Born in NY; partner of Stephen McCauley (an author).
Writer and novelist.
Tumbleweed, Freelance Press (Dover, MA), 1993.
The Mentor, Bantam (New York, NY), 1999.
(With Judy Goldstein) Twenty-Four-Karat Kids, St. Martin's Press (New York, NY), 2006.
Wrote the lyrics, with Narcissa Campion and Stephen McCauley, for Tumbleweed, a western musical, based on Stuart's book.
Sebastian Stuart's novel, The Mentor, is a psychological thriller about novelist Charles Davis, who wrote one bestseller, then languished for twenty-five years. His younger wife, Anne, a Manhattan media celebrity and head of an upscale housewares catalogue, bears the brunt of his anger when his latest effort is negatively reviewed. In an effort to help her depressed husband, Anne hires Emma Bowles to be his assistant. Emma is a troubled young woman with a horrific past who is writing her own novel. Charles seduces Emma and plans to steal her work and make it his own. Only Charles's best friend suspects that the failed novelist is planning plagiarism.
Library Journal reviewer Jane Jorgenson wrote that Stuart "turns the tale on its head, creating complex relationships along the way." A Publishers Weekly reviewer felt The Mentor contained elements of The Babysitter, Gaslight, All about Eve, and Deathtrap, and called the unfolding of the plot "ultra-stylish, equal parts ghoulish and cavalier…. An air of bemused morbidity festers amid the swanky circles of publishing and publicity, and the ambitious souls of the three main characters are creepily, masterfully authentic." Booklist reviewer David Pitt called The Mentor "a tight and tidy thriller that will make readers look forward to Stuart's next offering."

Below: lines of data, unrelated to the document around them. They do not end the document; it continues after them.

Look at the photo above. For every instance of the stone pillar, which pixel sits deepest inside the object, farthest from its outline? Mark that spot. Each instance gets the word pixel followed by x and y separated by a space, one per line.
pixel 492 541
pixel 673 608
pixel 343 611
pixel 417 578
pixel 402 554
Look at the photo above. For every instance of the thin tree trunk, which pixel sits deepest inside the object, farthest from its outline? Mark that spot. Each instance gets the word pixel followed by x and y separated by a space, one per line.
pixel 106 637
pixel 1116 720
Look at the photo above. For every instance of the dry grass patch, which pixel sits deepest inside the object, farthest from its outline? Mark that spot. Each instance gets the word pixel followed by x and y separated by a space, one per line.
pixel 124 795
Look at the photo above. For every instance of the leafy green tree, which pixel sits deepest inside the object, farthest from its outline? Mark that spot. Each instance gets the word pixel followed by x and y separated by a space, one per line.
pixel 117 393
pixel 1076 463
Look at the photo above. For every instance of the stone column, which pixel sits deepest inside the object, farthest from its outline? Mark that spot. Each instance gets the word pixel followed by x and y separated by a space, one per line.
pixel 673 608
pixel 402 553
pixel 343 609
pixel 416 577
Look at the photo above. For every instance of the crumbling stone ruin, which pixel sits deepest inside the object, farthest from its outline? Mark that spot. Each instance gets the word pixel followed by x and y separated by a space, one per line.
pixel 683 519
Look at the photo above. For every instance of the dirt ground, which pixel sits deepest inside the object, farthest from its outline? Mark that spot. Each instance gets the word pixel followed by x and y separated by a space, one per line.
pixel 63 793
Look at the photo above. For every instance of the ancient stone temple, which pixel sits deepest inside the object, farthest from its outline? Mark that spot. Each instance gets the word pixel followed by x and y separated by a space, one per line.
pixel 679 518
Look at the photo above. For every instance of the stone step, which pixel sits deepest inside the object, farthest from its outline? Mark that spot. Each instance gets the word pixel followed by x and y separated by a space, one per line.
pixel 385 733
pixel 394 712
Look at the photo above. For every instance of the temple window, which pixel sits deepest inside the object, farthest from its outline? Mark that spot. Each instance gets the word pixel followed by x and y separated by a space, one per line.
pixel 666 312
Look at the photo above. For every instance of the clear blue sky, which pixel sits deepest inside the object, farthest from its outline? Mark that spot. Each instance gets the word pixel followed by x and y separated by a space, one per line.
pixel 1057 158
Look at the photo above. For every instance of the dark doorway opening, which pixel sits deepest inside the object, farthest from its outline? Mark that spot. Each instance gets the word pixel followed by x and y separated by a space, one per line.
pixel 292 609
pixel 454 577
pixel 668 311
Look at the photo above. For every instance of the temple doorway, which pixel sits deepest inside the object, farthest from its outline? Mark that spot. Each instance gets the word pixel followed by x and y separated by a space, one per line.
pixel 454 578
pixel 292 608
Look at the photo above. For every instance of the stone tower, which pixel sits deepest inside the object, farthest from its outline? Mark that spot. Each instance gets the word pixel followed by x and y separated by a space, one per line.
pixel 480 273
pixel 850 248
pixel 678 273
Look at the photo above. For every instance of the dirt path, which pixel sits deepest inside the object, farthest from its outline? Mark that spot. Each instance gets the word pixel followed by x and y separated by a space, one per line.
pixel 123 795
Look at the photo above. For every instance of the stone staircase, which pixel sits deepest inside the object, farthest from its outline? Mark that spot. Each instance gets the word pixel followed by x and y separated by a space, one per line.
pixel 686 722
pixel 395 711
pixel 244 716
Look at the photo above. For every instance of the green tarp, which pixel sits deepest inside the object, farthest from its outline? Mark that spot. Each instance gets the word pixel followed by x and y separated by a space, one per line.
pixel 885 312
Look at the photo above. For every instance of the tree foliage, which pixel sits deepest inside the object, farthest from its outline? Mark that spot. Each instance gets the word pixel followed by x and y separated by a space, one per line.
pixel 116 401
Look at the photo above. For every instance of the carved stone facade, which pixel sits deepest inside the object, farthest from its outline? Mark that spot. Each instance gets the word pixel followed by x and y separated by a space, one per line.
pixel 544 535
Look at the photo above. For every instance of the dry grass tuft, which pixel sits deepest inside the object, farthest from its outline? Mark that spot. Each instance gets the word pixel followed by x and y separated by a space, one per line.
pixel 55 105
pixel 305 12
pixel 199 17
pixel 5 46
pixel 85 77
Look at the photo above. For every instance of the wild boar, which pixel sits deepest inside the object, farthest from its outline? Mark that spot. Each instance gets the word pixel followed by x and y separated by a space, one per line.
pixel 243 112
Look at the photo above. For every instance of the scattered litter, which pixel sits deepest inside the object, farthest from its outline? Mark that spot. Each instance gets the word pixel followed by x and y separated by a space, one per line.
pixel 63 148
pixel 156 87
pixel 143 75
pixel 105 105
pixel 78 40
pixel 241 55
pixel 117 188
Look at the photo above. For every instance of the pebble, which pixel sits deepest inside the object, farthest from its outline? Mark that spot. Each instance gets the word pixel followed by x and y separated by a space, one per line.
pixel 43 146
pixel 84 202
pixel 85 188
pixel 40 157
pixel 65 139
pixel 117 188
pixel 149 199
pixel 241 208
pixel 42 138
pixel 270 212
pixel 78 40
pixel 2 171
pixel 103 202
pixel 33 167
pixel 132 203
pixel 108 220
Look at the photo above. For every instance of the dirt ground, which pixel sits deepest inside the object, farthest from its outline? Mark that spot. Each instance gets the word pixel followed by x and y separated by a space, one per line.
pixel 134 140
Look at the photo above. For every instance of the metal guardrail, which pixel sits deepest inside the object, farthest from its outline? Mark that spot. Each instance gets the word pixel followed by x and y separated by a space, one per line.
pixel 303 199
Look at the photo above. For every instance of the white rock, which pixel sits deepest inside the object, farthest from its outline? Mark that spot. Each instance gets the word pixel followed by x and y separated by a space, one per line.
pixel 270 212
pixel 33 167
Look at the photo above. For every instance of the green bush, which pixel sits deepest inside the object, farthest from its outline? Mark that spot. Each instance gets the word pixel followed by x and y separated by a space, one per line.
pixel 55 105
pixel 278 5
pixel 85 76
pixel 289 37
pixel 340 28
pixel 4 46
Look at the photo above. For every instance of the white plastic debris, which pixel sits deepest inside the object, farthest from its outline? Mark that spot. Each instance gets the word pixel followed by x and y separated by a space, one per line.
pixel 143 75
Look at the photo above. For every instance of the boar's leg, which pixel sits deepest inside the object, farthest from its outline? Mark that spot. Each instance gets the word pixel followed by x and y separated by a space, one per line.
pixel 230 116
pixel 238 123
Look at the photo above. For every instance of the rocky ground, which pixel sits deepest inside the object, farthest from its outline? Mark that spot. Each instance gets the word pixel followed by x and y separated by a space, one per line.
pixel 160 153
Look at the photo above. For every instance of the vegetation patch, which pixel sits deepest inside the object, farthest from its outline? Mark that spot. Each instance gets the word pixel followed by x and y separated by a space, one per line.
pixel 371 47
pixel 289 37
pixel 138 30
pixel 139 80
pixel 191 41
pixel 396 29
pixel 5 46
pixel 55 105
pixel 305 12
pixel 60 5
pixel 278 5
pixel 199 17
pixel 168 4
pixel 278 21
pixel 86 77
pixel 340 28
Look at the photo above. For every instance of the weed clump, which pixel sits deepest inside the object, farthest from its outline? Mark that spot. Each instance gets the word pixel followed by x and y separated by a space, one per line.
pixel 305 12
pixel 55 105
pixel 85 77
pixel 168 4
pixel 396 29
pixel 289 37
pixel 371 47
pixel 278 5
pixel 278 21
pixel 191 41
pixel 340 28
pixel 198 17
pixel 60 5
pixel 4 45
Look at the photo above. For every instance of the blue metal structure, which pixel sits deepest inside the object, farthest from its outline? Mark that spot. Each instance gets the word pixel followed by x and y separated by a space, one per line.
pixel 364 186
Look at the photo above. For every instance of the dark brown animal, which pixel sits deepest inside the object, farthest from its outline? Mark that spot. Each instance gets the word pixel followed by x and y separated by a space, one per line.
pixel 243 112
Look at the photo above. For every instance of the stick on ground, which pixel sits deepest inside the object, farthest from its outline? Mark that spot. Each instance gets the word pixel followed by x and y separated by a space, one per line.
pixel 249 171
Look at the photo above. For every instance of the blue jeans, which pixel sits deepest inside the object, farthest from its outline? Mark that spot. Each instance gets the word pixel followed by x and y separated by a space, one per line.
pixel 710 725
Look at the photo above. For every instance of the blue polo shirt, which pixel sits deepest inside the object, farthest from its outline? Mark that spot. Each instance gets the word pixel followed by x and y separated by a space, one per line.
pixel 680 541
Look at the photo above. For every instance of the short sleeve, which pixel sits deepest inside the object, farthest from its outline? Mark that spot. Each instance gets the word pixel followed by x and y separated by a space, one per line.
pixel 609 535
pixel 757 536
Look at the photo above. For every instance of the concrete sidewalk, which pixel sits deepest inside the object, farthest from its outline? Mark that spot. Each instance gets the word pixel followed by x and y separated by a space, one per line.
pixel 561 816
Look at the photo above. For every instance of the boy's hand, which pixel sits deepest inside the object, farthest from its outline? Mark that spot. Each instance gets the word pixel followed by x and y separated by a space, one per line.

In Twenty-Four-Karat Kids, written with Judy Goldstein, Stuart tells the story of pediatrician Dr. Shelley Green, a woman of modest background who suffers from gilded culture shock when she lands a job at an elite Manhattan clinic that serves the neurotic ultra-rich and their spoiled, pampered offspring. Soon, Shelley finds herself in an unfamiliar world where a soap-opera star wants a nose job for her eight-month-old son; where the dangers of strep throat are considered less important than a manicure at an upscale salon; and where a vegetarian couple wants treatment for their child after finding a fast-food hamburger wrapper in his book bag. Helping her cope is one of the super rich residents, Amanda Walker, who schools her in the fashions, hotspots, and trappings of wealthy New York life. As Shelley learns her way around this new environment of designer labels and conspicuous consumption, she considers an affair with rich heartthrob Josh Potter, but struggles with the idea of betraying dependable Arthur, her schoolteacher fiancé. Soon, Shelley is forced to decide what, and who, really matters to her the most. Entertainment Weekly reviewer Tina Jordan called the book a "light, superficial read, but a fun one," while a Kirkus Reviews critic noted that "nice dialogue and pacing … keep this Nanny clone racing along."
BIOGRAPHICAL AND CRITICAL SOURCES:
Booklist, September 1, 1999, David Pitt, review of The Mentor, p. 74.
Entertainment Weekly, June 23, 2006, Tina Jordan, review of Twenty-Four-Karat Kids, p. 74.
Kirkus Reviews, May 1, 2006, review of Twenty-Four-Karat Kids, p. 426.
Library Journal, October 15, 1999, Jane Jorgenson, review of The Mentor, p. 108.
Publishers Weekly, September 20, 1999, review of The Mentor, p. 71; April 17, 2006, review of Twenty-Four-Karat Kids, p. 167.